Personal information
- Full name: Robert Ismael Ergas Moreno
- Date of birth: 15 January 1998 (age 28)
- Place of birth: Montevideo, Uruguay
- Height: 1.81 m (5 ft 11 in)
- Positions: Left-back; left winger;

Youth career
- Club América
- CA Alumni
- 2010–2017: Defensor Sporting

Senior career*
- Years: Team / Apps / (Gls)
- 2017–2023: Defensor Sporting / 7 / (0)
- 2018: → Boston River (loan) / 12 / (2)
- 2019–2020: → Albacete B (loan) / 10 / (0)
- 2019–2020: → Albacete (loan) / 1 / (0)
- 2020: → Rentistas (loan) / 14 / (0)
- 2020–2021: → Olimpia (loan) / 5 / (0)
- 2022: → Cerro Largo (loan) / 29 / (0)
- 2023–2025: UNAM / 67 / (1)
- 2025–2026: Aris Limassol / 4 / (0)

International career
- 2014–2015: Uruguay U17 / 17 / (2)
- 2015: Uruguay U18 / 1 / (0)
- 2016: Uruguay U20 / 3 / (0)

= Robert Ergas =

Uruguayan footballer (born 1998)

Robert Ismael Ergas Moreno (born 15 January 1998) is an Uruguayan professional footballer who plays as either a left-back or a left winger.

==Club career==
Born in Montevideo, Ergas joined Defensor Sporting's youth setup at the age of 12, after representing Club América de Baby Fútbol and Club Atlético Alumni. In April 2015, he went on a trial at Manchester United, but nothing came of it as Defensor refused an offer from the Red Devils; subsequently, he spent almost a year sidelined due to a knee injury.
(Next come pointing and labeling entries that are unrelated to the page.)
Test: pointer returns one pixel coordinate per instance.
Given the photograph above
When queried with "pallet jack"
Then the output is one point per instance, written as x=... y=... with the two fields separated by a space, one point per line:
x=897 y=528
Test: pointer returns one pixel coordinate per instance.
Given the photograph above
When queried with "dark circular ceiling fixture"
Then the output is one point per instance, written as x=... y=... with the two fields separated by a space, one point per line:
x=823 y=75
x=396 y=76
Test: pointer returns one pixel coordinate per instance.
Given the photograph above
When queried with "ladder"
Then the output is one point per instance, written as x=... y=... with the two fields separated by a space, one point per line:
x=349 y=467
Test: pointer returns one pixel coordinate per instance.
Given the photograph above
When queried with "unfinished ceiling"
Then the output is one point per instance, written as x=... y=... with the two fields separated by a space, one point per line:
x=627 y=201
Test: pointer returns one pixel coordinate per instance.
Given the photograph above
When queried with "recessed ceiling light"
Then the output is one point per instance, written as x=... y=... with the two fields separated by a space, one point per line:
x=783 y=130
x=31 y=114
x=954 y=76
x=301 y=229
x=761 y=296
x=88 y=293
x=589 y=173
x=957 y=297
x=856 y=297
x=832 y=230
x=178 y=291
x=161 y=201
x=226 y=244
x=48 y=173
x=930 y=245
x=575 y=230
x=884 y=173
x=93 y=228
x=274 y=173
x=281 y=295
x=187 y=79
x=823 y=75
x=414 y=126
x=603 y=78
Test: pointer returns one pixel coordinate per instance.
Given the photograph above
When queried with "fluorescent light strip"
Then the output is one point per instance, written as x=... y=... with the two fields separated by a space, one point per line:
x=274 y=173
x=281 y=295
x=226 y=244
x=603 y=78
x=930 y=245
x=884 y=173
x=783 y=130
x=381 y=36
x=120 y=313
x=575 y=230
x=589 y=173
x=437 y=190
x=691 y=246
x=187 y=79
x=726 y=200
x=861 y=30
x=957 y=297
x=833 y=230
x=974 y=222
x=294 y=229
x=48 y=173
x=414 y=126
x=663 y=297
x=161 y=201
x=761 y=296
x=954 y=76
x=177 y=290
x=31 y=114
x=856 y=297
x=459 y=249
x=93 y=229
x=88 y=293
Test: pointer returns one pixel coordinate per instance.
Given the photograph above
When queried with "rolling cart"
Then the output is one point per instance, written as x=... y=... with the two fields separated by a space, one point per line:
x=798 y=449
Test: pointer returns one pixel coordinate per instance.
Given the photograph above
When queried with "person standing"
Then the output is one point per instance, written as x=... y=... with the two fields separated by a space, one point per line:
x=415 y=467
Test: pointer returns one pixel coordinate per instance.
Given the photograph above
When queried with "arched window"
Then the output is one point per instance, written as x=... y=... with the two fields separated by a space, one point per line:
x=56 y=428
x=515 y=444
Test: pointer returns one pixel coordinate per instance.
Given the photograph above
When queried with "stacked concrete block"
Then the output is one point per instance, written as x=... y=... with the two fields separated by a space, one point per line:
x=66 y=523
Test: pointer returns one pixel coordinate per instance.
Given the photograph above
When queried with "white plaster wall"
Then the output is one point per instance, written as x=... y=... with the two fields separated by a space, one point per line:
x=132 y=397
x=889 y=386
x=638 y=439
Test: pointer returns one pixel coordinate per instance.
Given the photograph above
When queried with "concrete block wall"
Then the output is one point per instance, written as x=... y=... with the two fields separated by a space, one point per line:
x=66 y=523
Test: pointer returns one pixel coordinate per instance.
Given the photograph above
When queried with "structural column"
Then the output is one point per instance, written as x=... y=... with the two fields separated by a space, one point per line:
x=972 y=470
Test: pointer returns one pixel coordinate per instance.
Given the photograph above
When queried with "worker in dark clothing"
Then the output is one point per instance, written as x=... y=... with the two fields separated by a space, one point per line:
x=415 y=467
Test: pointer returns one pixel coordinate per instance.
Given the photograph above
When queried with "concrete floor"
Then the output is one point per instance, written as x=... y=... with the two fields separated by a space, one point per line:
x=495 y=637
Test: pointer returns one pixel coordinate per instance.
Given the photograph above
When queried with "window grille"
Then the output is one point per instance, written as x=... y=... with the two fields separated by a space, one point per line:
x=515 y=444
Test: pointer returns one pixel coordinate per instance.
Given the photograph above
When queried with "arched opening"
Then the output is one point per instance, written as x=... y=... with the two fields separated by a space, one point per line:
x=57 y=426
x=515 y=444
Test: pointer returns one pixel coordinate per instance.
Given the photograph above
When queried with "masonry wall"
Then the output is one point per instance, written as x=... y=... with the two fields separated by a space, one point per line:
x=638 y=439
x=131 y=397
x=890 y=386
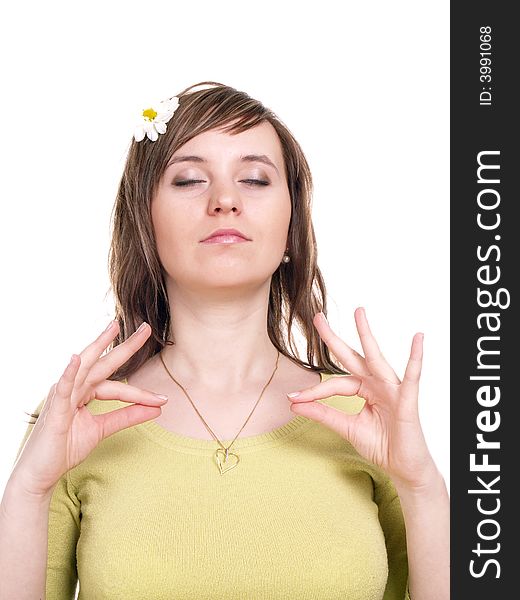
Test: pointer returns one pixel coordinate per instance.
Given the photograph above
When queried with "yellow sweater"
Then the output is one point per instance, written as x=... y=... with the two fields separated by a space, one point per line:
x=148 y=516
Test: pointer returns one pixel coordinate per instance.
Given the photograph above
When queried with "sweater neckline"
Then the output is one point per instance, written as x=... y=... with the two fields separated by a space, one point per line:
x=298 y=424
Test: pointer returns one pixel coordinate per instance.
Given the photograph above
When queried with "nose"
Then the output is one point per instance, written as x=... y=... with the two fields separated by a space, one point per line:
x=224 y=198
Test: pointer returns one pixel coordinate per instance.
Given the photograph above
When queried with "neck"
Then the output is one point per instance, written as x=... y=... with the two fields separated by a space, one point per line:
x=222 y=342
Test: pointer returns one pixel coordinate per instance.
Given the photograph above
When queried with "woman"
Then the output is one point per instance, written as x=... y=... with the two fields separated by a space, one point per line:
x=226 y=485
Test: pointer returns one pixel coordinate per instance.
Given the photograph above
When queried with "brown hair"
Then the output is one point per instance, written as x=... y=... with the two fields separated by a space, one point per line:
x=297 y=288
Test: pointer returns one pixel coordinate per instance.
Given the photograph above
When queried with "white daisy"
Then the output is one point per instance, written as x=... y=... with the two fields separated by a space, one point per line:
x=154 y=119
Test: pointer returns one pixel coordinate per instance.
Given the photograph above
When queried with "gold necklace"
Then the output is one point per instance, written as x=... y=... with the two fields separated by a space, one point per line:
x=222 y=454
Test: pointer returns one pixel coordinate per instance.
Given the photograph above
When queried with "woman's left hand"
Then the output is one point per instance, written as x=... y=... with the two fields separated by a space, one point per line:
x=387 y=430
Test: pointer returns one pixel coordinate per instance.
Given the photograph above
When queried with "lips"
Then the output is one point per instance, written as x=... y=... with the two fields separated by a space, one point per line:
x=226 y=235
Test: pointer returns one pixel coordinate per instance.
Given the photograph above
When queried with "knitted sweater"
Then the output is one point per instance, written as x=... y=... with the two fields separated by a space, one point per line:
x=148 y=516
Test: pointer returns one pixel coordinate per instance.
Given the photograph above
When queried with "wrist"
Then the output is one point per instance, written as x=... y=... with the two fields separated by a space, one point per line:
x=17 y=490
x=429 y=481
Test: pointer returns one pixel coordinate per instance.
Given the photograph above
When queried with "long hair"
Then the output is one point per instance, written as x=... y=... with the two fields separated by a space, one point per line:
x=297 y=289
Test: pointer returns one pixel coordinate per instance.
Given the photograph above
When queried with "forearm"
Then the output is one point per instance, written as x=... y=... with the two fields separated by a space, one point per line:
x=24 y=520
x=426 y=512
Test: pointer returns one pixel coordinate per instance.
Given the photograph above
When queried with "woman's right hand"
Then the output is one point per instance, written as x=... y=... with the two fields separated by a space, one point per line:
x=66 y=431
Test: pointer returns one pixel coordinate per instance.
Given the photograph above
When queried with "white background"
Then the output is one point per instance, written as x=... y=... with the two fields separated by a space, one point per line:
x=364 y=87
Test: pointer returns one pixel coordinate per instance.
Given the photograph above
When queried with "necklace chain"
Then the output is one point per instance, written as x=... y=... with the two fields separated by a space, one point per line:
x=222 y=467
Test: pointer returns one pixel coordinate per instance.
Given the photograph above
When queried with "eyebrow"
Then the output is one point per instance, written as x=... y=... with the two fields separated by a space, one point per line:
x=247 y=158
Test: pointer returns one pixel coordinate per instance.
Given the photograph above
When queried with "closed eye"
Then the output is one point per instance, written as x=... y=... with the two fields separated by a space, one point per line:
x=188 y=182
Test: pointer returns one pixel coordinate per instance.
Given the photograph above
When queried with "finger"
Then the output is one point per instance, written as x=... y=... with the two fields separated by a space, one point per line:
x=121 y=418
x=111 y=361
x=375 y=360
x=60 y=399
x=90 y=354
x=334 y=418
x=347 y=385
x=413 y=368
x=117 y=390
x=348 y=357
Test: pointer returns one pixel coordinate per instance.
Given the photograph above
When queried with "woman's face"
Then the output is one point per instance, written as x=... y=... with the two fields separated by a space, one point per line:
x=211 y=183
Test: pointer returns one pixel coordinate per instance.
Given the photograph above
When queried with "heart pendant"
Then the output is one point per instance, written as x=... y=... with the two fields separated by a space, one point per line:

Ergas made his first team – and Primera División – debut on 5 February 2017, coming on as a late substitute for Matías Cabrera in a 1–0 home win against Rampla Juniors. For the 2018 season, he was loaned to fellow top-tier side Boston River.

Upon returning, Ergas was included in the main squad, but appeared sparingly. On 6 August 2019, he moved abroad after agreeing to a one-year loan deal with Segunda División side Albacete Balompié.

After mainly appearing for Alba's reserve team, Ergas returned to Uruguay and joined C.A. Rentistas on loan. On 23 October 2020, Ergas joined Paraguayan club Club Olimpia on loan until 31 December 2021 with an buying option.